On September 10, 2021, Senator Ron Wyden (D-Oregon), Chairman of the U.S. Senate Committee on Finance, proposed draft legislation aimed at eliminating certain perceived loopholes and ambiguities in the tax rules applicable to partnerships and other pass-through entities. Notably, the proposed legislation would repeal a tax code provision, Section 852(b)(6), that allows regulated investment companies (RICs), including mutual funds and ETFs, to avoid recognizing gain on appreciated securities when they satisfy shareholder redemptions in kind (i.e., providing portfolio securities rather than cash in exchange for fund shares).

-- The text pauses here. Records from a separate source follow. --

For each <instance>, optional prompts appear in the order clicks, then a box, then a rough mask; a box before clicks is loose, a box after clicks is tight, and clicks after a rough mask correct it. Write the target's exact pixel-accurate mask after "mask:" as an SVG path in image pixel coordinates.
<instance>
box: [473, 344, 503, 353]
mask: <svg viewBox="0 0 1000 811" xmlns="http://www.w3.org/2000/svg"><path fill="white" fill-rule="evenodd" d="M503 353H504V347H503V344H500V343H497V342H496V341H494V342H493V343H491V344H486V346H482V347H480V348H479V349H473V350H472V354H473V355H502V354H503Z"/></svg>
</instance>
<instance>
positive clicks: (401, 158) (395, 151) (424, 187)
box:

Although the repeal of Section 852(b)(6) would impact redemptions in kind made by both mutual funds and ETFs, the tax preference afforded to in-kind distributions provided by Section 852(b)(6) is at present a key advantage of the ETF structure. Unlike mutual funds, which typically satisfy shareholder redemptions in cash, most ETFs rely on the ability to effect in-kind creations and redemptions of shares with authorized participants in the normal course of their operations and thereby avoid realizing taxable gains on appreciated securities. A repeal of Section 852(b)(6) would require ETFs to recognize gains on any appreciated securities distributed to authorized participants in routine in-kind redemptions. As a result, because RICs are required under the tax code to distribute substantially all of their income and gains each year to avoid U.S. federal income tax at the fund level, ETFs would need to distribute to shareholders gains recognized on in-kind redemptions, which generally would be taxable to shareholders unless their shares are held in a tax-advantaged account. In addition, ETFs may need to sell securities in order to raise cash to satisfy this annual distribution requirement, potentially incurring transaction costs and generating additional gains. This change would therefore eliminate a key advantage ETFs currently enjoy vis-à-vis traditional mutual funds.
If the proposed legislation is enacted, the repeal of Section 852(b)(6) would apply to taxable years beginning after December 31, 2022.